Lauterbrunner Breithorn 3780 m


Publiziert von Cubemaster , 29. Februar 2024 um 22:37.

Region: Welt » Schweiz » Wallis » Oberwallis
Tour Datum: 9 Juli 2023
Hochtouren Schwierigkeit: ZS
Klettern Schwierigkeit: III (UIAA-Skala)
Wegpunkte:
Geo-Tags: CH-VS   CH-BE 
Zeitbedarf: 2 Tage
Aufstieg: 2100 m
Abstieg: 2100 m

Das Lauterbrunner Breithorn stand schon jahrelang auf meiner Wunschliste, aber ich hatte auch ordentlichen Respekt vor dieser anspruchsvollen und langen Tour. Nachdem wir uns im Vorjahr noch für das einfachere Blüemlisalphorn entschieden hatten, wollten wir das Projekt dieses Jahr endlich angehen. Wettervorhersage und Bedingungen waren gut. Meine anfänglichen Bedenken, ob vielleicht noch zuviel Schnee am Grat liegen könnte, waren schnell zerstreut.

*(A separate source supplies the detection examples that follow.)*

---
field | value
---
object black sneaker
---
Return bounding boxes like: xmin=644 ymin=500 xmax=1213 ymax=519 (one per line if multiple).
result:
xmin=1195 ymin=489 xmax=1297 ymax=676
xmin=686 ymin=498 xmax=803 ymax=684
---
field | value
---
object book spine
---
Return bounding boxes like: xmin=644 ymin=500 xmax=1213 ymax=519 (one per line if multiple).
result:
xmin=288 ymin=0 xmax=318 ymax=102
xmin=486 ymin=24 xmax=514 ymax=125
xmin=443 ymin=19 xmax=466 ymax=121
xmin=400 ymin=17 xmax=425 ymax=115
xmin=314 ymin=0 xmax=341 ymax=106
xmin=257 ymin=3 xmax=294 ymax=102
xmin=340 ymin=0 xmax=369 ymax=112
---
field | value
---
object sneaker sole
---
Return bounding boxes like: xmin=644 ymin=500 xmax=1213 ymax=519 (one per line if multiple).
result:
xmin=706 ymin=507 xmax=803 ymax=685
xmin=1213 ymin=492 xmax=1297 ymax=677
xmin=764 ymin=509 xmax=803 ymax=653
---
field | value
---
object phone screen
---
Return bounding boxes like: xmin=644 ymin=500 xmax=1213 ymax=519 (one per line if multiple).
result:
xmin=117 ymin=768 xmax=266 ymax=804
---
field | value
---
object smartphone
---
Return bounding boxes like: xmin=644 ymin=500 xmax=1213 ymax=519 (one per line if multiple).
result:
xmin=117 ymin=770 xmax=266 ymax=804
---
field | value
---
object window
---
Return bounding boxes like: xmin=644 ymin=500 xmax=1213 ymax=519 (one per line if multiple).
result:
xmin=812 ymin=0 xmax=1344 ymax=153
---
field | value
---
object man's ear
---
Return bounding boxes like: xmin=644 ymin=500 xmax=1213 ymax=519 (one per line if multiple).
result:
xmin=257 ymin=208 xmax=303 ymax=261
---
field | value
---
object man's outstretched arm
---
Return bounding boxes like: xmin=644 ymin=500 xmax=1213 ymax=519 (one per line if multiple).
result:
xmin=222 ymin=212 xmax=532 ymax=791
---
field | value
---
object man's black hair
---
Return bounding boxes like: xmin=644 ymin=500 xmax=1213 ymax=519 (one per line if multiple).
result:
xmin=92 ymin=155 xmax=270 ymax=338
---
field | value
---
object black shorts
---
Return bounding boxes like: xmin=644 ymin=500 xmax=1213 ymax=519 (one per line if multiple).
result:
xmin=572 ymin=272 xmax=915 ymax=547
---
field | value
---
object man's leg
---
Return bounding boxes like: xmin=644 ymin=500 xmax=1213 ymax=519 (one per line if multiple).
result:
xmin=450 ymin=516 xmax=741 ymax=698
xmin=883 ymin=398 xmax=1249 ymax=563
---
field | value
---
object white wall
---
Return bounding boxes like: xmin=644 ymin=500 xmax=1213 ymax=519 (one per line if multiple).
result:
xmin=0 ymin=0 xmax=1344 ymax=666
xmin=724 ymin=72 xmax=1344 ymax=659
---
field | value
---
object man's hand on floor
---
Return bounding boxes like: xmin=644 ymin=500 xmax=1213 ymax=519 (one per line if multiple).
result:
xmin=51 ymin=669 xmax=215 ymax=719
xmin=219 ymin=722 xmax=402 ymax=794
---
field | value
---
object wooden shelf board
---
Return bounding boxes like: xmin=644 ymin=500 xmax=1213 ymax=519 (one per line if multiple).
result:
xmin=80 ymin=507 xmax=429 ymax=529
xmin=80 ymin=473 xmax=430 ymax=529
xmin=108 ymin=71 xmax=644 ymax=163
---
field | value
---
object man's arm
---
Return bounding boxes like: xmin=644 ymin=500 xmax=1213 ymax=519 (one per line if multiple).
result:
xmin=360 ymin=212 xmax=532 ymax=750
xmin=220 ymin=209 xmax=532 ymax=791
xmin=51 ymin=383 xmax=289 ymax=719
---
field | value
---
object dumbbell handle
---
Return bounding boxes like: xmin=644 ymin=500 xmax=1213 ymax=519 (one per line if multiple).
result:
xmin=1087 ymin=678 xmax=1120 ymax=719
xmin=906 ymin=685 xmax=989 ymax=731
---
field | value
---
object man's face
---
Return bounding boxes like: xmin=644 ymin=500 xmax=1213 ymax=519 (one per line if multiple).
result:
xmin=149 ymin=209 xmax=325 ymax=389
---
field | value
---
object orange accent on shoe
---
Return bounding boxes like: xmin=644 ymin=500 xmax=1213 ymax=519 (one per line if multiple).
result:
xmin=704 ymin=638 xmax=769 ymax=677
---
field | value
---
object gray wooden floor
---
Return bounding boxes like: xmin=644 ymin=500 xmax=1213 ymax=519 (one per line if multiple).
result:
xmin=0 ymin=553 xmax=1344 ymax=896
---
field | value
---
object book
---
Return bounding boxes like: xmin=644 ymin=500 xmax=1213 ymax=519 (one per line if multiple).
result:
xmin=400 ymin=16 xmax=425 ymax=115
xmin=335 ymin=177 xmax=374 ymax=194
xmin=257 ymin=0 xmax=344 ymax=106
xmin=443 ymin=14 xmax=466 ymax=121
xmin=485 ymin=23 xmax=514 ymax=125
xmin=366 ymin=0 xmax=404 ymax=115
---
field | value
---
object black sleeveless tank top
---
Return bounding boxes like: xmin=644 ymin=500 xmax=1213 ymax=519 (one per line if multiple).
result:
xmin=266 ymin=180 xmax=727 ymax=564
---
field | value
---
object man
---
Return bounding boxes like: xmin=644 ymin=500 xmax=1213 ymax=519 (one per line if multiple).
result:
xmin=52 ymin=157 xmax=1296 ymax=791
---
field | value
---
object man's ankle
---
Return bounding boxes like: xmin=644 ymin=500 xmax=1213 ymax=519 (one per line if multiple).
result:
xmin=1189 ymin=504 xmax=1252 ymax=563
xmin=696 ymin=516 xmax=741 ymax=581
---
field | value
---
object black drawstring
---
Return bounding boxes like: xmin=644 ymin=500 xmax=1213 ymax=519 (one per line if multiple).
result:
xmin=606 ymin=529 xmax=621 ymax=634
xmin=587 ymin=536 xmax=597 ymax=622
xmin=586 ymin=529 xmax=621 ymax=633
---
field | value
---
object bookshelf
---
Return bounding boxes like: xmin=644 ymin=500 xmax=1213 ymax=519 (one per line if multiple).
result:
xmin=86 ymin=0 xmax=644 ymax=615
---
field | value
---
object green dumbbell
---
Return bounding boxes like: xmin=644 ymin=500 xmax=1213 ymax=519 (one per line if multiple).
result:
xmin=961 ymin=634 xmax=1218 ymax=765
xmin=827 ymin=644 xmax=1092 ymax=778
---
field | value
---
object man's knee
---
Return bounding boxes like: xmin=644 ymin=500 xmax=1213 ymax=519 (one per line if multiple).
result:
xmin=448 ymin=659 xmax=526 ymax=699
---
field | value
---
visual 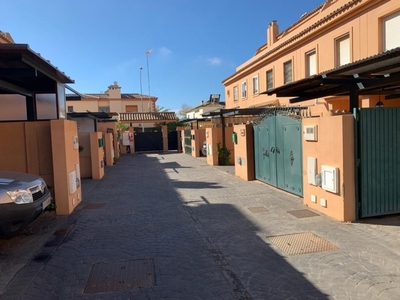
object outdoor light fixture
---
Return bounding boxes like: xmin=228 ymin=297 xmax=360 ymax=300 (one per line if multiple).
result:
xmin=375 ymin=90 xmax=385 ymax=107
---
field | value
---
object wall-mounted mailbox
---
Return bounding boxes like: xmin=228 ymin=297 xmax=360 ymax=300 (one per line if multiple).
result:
xmin=307 ymin=157 xmax=317 ymax=185
xmin=304 ymin=125 xmax=318 ymax=142
xmin=321 ymin=165 xmax=339 ymax=193
xmin=232 ymin=132 xmax=237 ymax=144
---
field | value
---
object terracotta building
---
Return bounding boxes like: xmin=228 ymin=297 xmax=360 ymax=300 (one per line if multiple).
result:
xmin=223 ymin=0 xmax=400 ymax=221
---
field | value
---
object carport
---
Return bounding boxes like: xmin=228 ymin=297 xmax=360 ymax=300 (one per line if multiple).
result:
xmin=264 ymin=48 xmax=400 ymax=218
xmin=0 ymin=44 xmax=82 ymax=214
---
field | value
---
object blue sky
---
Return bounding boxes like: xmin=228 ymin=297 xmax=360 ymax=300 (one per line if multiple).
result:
xmin=0 ymin=0 xmax=324 ymax=110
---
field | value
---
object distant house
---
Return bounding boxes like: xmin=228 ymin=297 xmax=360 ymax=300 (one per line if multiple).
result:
xmin=185 ymin=94 xmax=225 ymax=119
xmin=67 ymin=82 xmax=158 ymax=128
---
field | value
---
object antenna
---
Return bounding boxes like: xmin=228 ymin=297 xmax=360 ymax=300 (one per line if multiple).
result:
xmin=146 ymin=49 xmax=153 ymax=112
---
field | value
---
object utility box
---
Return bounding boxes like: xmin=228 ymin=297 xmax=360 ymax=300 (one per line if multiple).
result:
xmin=321 ymin=165 xmax=339 ymax=194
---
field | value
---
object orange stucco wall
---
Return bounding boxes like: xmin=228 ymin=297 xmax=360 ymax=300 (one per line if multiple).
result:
xmin=90 ymin=132 xmax=104 ymax=179
xmin=78 ymin=132 xmax=92 ymax=178
xmin=103 ymin=133 xmax=114 ymax=166
xmin=192 ymin=128 xmax=206 ymax=157
xmin=97 ymin=122 xmax=120 ymax=158
xmin=50 ymin=120 xmax=82 ymax=215
xmin=303 ymin=114 xmax=356 ymax=221
xmin=0 ymin=121 xmax=54 ymax=186
xmin=223 ymin=0 xmax=400 ymax=111
xmin=233 ymin=124 xmax=255 ymax=181
xmin=206 ymin=127 xmax=235 ymax=166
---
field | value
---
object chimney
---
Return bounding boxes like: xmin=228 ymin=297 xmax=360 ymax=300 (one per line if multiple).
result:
xmin=267 ymin=20 xmax=279 ymax=47
xmin=106 ymin=81 xmax=121 ymax=99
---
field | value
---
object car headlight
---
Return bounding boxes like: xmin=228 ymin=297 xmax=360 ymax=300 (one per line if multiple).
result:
xmin=7 ymin=190 xmax=33 ymax=204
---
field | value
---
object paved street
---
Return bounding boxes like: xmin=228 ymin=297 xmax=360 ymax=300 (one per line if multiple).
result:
xmin=0 ymin=153 xmax=400 ymax=300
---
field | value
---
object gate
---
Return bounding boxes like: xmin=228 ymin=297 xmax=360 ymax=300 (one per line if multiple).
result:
xmin=135 ymin=132 xmax=163 ymax=152
xmin=254 ymin=111 xmax=303 ymax=196
xmin=168 ymin=131 xmax=178 ymax=150
xmin=358 ymin=107 xmax=400 ymax=217
xmin=185 ymin=129 xmax=192 ymax=155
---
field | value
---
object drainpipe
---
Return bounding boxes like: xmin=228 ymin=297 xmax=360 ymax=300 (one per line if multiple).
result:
xmin=219 ymin=114 xmax=225 ymax=147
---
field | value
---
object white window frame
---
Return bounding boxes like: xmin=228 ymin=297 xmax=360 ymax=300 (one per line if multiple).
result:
xmin=253 ymin=75 xmax=258 ymax=95
xmin=233 ymin=86 xmax=239 ymax=101
xmin=306 ymin=49 xmax=318 ymax=77
xmin=283 ymin=59 xmax=293 ymax=84
xmin=382 ymin=12 xmax=400 ymax=51
xmin=241 ymin=81 xmax=247 ymax=99
xmin=265 ymin=69 xmax=274 ymax=91
xmin=335 ymin=33 xmax=351 ymax=67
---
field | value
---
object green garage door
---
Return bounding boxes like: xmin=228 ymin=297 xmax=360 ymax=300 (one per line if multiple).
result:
xmin=358 ymin=107 xmax=400 ymax=217
xmin=254 ymin=116 xmax=303 ymax=196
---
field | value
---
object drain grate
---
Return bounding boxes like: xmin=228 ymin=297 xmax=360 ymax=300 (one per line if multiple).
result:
xmin=84 ymin=258 xmax=156 ymax=294
xmin=267 ymin=232 xmax=338 ymax=255
xmin=288 ymin=209 xmax=319 ymax=219
xmin=248 ymin=206 xmax=268 ymax=213
xmin=109 ymin=209 xmax=133 ymax=216
xmin=44 ymin=225 xmax=74 ymax=247
xmin=82 ymin=203 xmax=106 ymax=209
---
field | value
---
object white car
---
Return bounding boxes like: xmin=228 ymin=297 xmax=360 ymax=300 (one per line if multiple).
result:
xmin=0 ymin=171 xmax=52 ymax=238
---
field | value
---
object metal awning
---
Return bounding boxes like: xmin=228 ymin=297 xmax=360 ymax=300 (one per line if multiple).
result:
xmin=68 ymin=111 xmax=118 ymax=120
xmin=119 ymin=112 xmax=177 ymax=123
xmin=0 ymin=44 xmax=74 ymax=96
xmin=202 ymin=107 xmax=268 ymax=117
xmin=262 ymin=47 xmax=400 ymax=104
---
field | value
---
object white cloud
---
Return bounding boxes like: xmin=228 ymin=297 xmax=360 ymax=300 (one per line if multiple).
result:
xmin=158 ymin=46 xmax=172 ymax=56
xmin=207 ymin=57 xmax=222 ymax=66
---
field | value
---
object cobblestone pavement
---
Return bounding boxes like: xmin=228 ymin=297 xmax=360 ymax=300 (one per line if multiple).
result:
xmin=0 ymin=153 xmax=400 ymax=300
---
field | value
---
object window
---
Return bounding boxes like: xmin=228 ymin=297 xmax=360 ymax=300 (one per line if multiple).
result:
xmin=383 ymin=12 xmax=400 ymax=51
xmin=242 ymin=81 xmax=247 ymax=98
xmin=125 ymin=105 xmax=138 ymax=112
xmin=283 ymin=60 xmax=293 ymax=84
xmin=336 ymin=34 xmax=350 ymax=67
xmin=233 ymin=86 xmax=239 ymax=101
xmin=253 ymin=75 xmax=258 ymax=95
xmin=267 ymin=69 xmax=274 ymax=91
xmin=306 ymin=49 xmax=317 ymax=77
xmin=99 ymin=106 xmax=110 ymax=113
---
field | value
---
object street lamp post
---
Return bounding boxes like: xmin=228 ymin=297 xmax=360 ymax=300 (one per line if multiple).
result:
xmin=140 ymin=67 xmax=144 ymax=132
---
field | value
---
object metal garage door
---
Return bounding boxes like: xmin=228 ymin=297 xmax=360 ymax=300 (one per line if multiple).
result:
xmin=358 ymin=107 xmax=400 ymax=217
xmin=254 ymin=115 xmax=303 ymax=196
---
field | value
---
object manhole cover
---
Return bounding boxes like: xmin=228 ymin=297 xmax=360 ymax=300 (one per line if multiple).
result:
xmin=288 ymin=209 xmax=319 ymax=219
xmin=83 ymin=203 xmax=106 ymax=209
xmin=84 ymin=258 xmax=156 ymax=294
xmin=248 ymin=206 xmax=268 ymax=213
xmin=267 ymin=232 xmax=338 ymax=255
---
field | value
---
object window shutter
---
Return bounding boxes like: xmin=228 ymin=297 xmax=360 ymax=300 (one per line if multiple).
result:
xmin=283 ymin=60 xmax=293 ymax=83
xmin=338 ymin=35 xmax=350 ymax=66
xmin=383 ymin=12 xmax=400 ymax=51
xmin=307 ymin=51 xmax=317 ymax=76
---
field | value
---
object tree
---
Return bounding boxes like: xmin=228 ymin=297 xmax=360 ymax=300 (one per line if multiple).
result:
xmin=177 ymin=103 xmax=191 ymax=118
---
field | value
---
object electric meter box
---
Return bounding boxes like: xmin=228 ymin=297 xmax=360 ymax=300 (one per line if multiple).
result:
xmin=304 ymin=125 xmax=318 ymax=142
xmin=321 ymin=165 xmax=339 ymax=193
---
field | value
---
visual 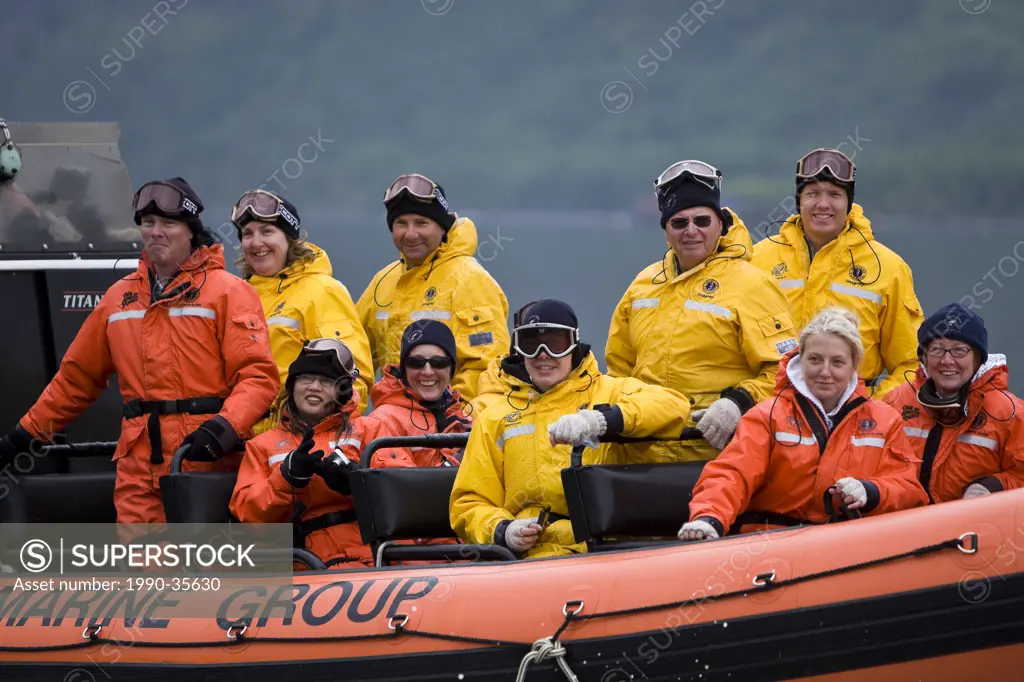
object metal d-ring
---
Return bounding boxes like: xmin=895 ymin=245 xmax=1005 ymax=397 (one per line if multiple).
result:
xmin=956 ymin=530 xmax=978 ymax=554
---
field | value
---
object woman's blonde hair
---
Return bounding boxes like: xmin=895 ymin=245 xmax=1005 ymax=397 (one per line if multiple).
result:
xmin=234 ymin=235 xmax=316 ymax=280
xmin=800 ymin=306 xmax=864 ymax=368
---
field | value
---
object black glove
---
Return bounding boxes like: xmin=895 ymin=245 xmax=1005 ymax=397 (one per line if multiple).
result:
xmin=0 ymin=424 xmax=32 ymax=471
xmin=281 ymin=429 xmax=324 ymax=487
xmin=181 ymin=416 xmax=239 ymax=462
xmin=316 ymin=450 xmax=359 ymax=495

1. Tag: Zustieg ins Inners Tal
Wie üblich holte ich Raphael zuhause ab und wir fuhren zusammen ins Lötschental. Vom Parkplatz an der Fafleralp ging es dann mit schwerem Zeltgepäck los. (Die Mutthornhütte hatte geschlossen und wäre ja sowieso ein großer Umweg.) Wir hatten uns für den Weg durch das Inners Tal entschieden, alternativ könnte man genauso gut über das Uisters Tal aufsteigen. Bis zum Kreuz bei P. 2219 folgten wir dem Wanderweg, danach ging es rechts über mehr oder weniger gut sichtbare Schafspuren ins Tal hinein.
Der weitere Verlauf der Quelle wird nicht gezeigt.